Aile arasında çevrilen bu dolaplar sayesinde birçok hödük kendilerini üstün kişiler diye yuttururlar ve böylece, herkesin hödük sandığı üstün kişilerin sayısını karşılamış olurlar. Bu yüzden toplum da hep aynı sayıda yetenekli insan yığınına sahipmiş gibi görünür. Şimdi de böyle bir kocanın karşısında akıllı, duygulu bir kadının oynaması gereken rolü düşünün. Acılarla, sevgi bağları ile dolu yaşantılar görmez misiniz? Bunların sevgi ve incelikle dolu gönüllerini yeryüzünde hiçbir şey mükâfatlandıramaz. Karakteri kuvvetli bir kadın böyle korkunç bir duruma düştü mü cinayetle sıyrılır bundan. Tıpkı Rus Çariçesi Katerina gibi ki ona da “büyük” demişlerdi oysa. Fakat bütün kadınlar bir taht üzerinde oturmamaktadırlar. Onun için de birtakım aile mutsuzlukları ile kıvranıp dururlar. Göze çarpmamakla birlikte, yine de korkunçtur bu mutsuzluklar.

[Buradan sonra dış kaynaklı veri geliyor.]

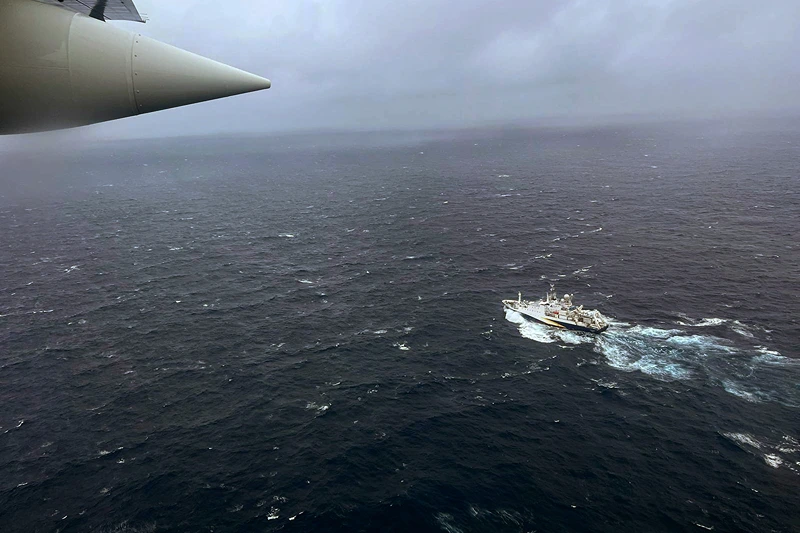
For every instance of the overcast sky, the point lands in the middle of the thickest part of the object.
(378, 64)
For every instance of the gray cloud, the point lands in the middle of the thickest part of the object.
(430, 63)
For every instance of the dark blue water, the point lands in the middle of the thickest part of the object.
(305, 333)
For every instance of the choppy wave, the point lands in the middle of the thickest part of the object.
(755, 374)
(777, 454)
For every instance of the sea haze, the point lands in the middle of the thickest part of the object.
(306, 333)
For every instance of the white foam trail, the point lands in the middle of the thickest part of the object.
(674, 354)
(774, 455)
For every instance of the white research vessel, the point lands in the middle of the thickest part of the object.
(559, 313)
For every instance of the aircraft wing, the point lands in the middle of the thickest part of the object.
(101, 9)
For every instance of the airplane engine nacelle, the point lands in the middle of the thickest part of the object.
(61, 69)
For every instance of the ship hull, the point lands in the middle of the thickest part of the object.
(560, 324)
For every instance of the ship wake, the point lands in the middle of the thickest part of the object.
(754, 373)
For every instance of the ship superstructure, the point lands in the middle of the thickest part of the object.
(559, 313)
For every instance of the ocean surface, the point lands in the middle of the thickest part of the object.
(305, 333)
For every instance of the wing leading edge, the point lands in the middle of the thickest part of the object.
(101, 9)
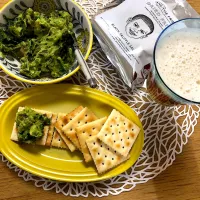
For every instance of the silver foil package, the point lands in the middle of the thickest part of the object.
(128, 32)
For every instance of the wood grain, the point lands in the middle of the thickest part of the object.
(178, 182)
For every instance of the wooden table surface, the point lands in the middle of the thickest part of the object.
(180, 181)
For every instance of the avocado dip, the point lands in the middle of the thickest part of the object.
(30, 125)
(43, 44)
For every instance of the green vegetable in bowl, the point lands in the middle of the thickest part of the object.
(43, 44)
(30, 125)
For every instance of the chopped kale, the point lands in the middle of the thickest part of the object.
(43, 44)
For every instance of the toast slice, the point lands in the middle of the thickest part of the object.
(64, 119)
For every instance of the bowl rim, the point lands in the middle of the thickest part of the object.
(65, 76)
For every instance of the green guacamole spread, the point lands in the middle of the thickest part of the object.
(43, 44)
(30, 125)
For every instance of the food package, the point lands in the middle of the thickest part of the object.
(128, 33)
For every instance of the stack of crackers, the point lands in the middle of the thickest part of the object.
(106, 141)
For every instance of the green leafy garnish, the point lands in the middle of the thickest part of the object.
(43, 44)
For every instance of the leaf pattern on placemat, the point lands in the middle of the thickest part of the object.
(165, 134)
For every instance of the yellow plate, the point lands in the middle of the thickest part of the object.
(54, 163)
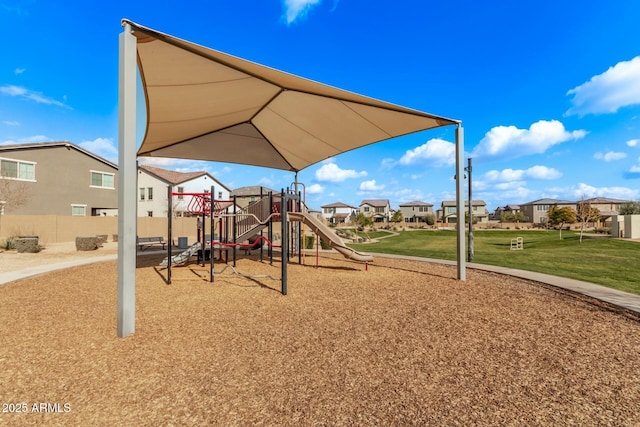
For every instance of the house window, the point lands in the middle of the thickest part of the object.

Yeryüzünde dertlerini hemen giderecek avuntular arayan kadınlar, görevlerine bağlı kalmak isteyince bir başka biçimde acı çekmekten gayri şey yapmazlar. Veya yerleşip kökleşmiş kuralları zevklerinin yararına çiğnerlerse, birtakım hatalar işlemiş olurlar. Bu düşüncelerin hepsi de Julie’nin gizli hikâyesine uygulanabilir.
Birçokları gibi albay ve iyi emir subayı olan, tehlikeli bir görevi çok iyi yerine getiren fakat az çok önemli bir kumandanlığı başarmaktan âciz olan Kont d’Aiglemont’ya, Napolyon iktidarda kaldığı sürece kimse imrenmedi. Herkes imparatorun tuttuğu; kendi hâlinde insanlardan biri saydı onu, askerlerin kendi aralarında, öteden beri iyi çocuk diye adlandırdıkları birisiydi o. Yeniden kurulan krallık rejimi, marki unvanını ona geri verdi, o da nankörlük etmedi hiç. Napolyon, Elbe Adası’ndan geri gelip yüz gün iktidarda kalınca, o da Bourbon’ların peşinden Belçika’daki Gand şehrine gitti. Bu mantık ve efendilerine bağlılık dolu davranış, vaktiyle, “Bizim damat, hep albay kalacak.” diyen kaynatasının kehanetini yalancı çıkardı. İkinci dönüşte tüm generalliğe yükseltilen, tekrar marki olan M. d’Aiglemont, üst meclise üye olma hevesine kapıldı, aşırı kralcıların gazetesi olan “Conservateur”nün düşünceleriyle politikasını benimsedi. Hiçbir şeyi gizlemeyen bir esrar havasına büründü. Ciddi ve sorguya çeken, az konuşkan tavırlar takındı, herkes de derin bir adam sandı onu.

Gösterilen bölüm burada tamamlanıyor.